The plan of attack.

"In about five minutes we'll come up and take a look-see [stick up the periscope], and if we see the bird, and we're in a good position to send him a fish [torpedo], we'll let him have one. If there is something there, and we're not in a good position, we'll manœuvre till we get into one, and then let him have it. If there isn't anything to be seen, we'll go under again and take another look-see in half an hour. Reilly has his instructions." (Reilly was chief of the torpedo-room.)

Wreckage all about.

"Something round here must have got it in the neck recently," said the destroyer captain, breaking a silence which had hung over the bridge. "Didn't you think that wreckage a couple of miles back looked pretty fresh? Wonder if the boy we're after had anything to do with it. Keep an eye on that sun-streak."

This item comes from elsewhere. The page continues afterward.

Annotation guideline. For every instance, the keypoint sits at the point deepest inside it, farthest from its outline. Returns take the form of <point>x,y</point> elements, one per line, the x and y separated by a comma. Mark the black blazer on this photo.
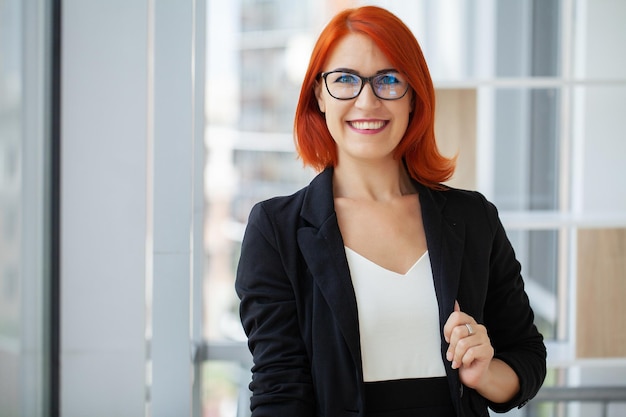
<point>299,309</point>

A crash dive to avoid a destroyer.

An order was given in the Z-3. It was followed instantly by a kind of commotion—sailors opened valves, compressed air ran down pipes, the ratchets of the wheel clattered noisily. On the moon-faced depth-gauge, with its shining brazen rim, the recording arrow fled swiftly, counter clockwise, from seventy to twenty, to fifteen feet. Captain Bill stood crouching at the periscope, and when it broke the surface, a greenish light poured down it and focused in his eyes. He gazed keenly for a few seconds, and then reached for the horizontal wheel which turns the periscope round the horizon. He turned—gazed, jumped back, and pushed the button for a crash dive.

"She was almost on top of me," he explained afterwards, "coming like hell! I had to choose between being rammed or depth-bombed."

There was another swift commotion, another opening and closing of valves, and the arrow on the depth-gauge leaped forward. Captain Bill was sending her down as far as he could, as fast as he dared. Fifty feet, seventy feet—ninety feet. Hoping to throw the destroyer off, the Z-3 doubled on her track. A hundred feet.

Crash! Depth-charge number one.

Depth bombs explode near by.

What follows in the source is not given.